That's what Daphne Bavelier, a professor in the Department of Brain and Cognitive Sciences at the University of Rochester, thinks might be occurring in the supertasker equivalents she has seen in her lab. Bavelier studies the effect of action-video-game playing on people's ability to split attention and multitask. In her work, she has found that people who devote five hours or more per week to such action games for a year show the same heightened performance abilities as Watson and Strayer's supertaskers.

Bavelier is now conducting further studies of these individuals to figure out why their multitasking abilities improved and whether the skill can be learned by other people. "Possibly, their allocation of resources is more flexible and more targeted to the type of information that is immediately relevant," she says. "They might be less distracted by irrelevant noise and therefore able to put more of their resources toward the task at hand."

Both Bavelier and the Utah scientists are interested in performing more long-term studies of young children, who, thanks to advances in technology, seem to be naturally more adept at multitasking — texting, talking, listening to music and doing their homework all at once — than previous generations.

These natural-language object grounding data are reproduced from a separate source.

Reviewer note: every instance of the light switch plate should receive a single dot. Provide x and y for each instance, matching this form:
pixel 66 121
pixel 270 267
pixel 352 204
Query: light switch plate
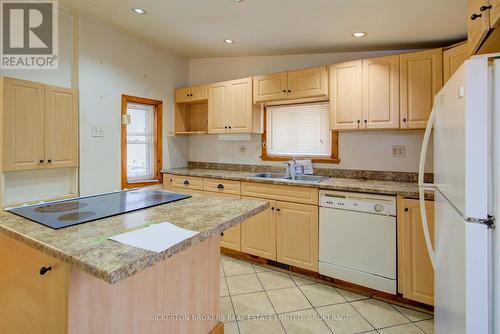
pixel 398 151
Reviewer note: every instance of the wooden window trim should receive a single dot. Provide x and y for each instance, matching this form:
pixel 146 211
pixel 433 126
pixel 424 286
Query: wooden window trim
pixel 157 140
pixel 333 159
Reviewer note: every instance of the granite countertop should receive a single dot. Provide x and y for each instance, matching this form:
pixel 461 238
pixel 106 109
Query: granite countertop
pixel 84 247
pixel 407 189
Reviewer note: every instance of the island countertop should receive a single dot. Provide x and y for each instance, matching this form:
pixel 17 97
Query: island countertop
pixel 85 246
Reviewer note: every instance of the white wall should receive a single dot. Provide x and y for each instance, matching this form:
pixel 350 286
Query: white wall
pixel 113 63
pixel 358 150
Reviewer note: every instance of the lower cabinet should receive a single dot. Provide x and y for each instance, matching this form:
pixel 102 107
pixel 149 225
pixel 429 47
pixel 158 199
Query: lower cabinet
pixel 258 233
pixel 37 303
pixel 297 235
pixel 415 272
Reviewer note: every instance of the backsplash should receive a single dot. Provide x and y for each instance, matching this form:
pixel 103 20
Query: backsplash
pixel 347 173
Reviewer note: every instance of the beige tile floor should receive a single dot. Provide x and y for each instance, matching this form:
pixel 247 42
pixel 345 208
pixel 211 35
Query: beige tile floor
pixel 255 299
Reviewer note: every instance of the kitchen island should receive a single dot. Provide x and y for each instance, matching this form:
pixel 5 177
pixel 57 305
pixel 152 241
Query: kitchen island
pixel 75 280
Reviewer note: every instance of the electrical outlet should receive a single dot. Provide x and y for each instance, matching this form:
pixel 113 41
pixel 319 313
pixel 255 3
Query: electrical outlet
pixel 398 151
pixel 97 131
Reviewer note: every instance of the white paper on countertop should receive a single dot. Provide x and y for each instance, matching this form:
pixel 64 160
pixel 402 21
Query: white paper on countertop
pixel 155 237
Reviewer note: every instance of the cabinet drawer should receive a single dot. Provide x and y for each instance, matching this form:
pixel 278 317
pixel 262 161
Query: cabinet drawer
pixel 187 182
pixel 280 192
pixel 222 186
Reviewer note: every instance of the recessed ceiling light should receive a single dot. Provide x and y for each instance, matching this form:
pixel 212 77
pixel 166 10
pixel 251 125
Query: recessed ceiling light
pixel 139 11
pixel 359 34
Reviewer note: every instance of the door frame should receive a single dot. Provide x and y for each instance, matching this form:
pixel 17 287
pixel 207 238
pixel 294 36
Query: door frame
pixel 157 140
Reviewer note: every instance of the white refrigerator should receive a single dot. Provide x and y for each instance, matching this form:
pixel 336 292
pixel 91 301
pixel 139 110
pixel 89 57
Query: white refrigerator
pixel 465 122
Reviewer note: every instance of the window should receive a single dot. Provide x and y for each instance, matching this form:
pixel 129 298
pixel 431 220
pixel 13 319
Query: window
pixel 300 130
pixel 141 141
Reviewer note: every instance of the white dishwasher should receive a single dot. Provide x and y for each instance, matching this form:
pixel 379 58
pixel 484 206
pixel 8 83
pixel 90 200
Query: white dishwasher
pixel 357 239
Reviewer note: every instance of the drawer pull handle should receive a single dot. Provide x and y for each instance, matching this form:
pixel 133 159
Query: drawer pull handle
pixel 44 270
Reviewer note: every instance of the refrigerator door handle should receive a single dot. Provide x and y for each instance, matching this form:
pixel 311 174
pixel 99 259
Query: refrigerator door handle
pixel 423 186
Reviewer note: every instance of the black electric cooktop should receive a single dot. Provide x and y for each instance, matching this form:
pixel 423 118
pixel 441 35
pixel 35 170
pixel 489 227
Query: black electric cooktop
pixel 85 209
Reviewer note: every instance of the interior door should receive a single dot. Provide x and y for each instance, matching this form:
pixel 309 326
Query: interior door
pixel 61 127
pixel 217 108
pixel 258 233
pixel 239 110
pixel 23 127
pixel 346 95
pixel 421 77
pixel 311 82
pixel 270 87
pixel 381 93
pixel 297 235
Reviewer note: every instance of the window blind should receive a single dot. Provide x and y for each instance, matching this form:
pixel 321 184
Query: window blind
pixel 298 130
pixel 140 142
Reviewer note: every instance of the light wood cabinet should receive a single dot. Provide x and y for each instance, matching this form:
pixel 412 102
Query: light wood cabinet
pixel 478 24
pixel 453 58
pixel 421 77
pixel 346 83
pixel 381 93
pixel 415 272
pixel 258 233
pixel 270 87
pixel 36 303
pixel 191 94
pixel 40 126
pixel 311 82
pixel 230 108
pixel 293 85
pixel 61 127
pixel 297 235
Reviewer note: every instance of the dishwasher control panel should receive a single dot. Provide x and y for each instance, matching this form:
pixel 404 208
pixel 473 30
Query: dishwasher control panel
pixel 376 204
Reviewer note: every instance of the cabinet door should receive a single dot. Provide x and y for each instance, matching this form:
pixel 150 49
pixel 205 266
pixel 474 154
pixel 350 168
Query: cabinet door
pixel 31 303
pixel 61 127
pixel 477 26
pixel 258 233
pixel 270 87
pixel 199 93
pixel 421 77
pixel 453 58
pixel 416 273
pixel 346 95
pixel 381 93
pixel 297 235
pixel 239 110
pixel 494 14
pixel 217 106
pixel 311 82
pixel 23 127
pixel 183 95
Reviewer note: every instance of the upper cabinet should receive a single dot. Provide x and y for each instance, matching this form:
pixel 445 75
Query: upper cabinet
pixel 381 93
pixel 421 77
pixel 230 107
pixel 364 94
pixel 191 94
pixel 40 126
pixel 453 58
pixel 482 15
pixel 301 84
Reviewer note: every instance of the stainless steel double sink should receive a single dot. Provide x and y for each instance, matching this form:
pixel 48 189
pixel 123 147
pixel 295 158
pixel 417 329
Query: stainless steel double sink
pixel 301 177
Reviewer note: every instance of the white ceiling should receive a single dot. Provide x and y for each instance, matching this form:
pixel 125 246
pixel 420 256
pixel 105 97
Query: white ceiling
pixel 197 28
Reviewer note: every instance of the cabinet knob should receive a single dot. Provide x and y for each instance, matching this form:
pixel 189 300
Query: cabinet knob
pixel 44 270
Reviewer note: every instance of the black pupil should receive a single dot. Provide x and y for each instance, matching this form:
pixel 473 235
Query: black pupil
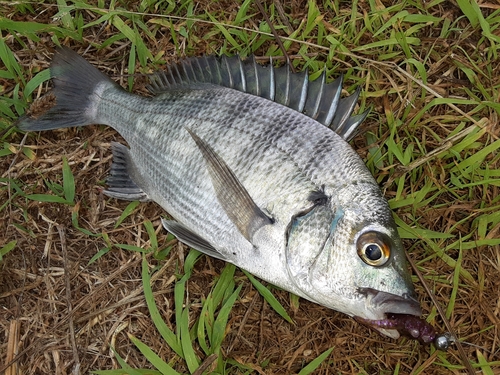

The researchers are especially eager to find out whether supertasking can be trained or learned, and to see if the average person can enhance his or her multitasking ability simply through practice.

Watson, for one, believes it's possible, especially in children whose everyday environment makes them increasingly proficient at splitting their attention among tasks. But for the time being, he's not urging people to train themselves by chatting on the phone while driving. "Most of us are in the 97.5% who will be impaired when we talk and drive," he says. Even if we think we aren't.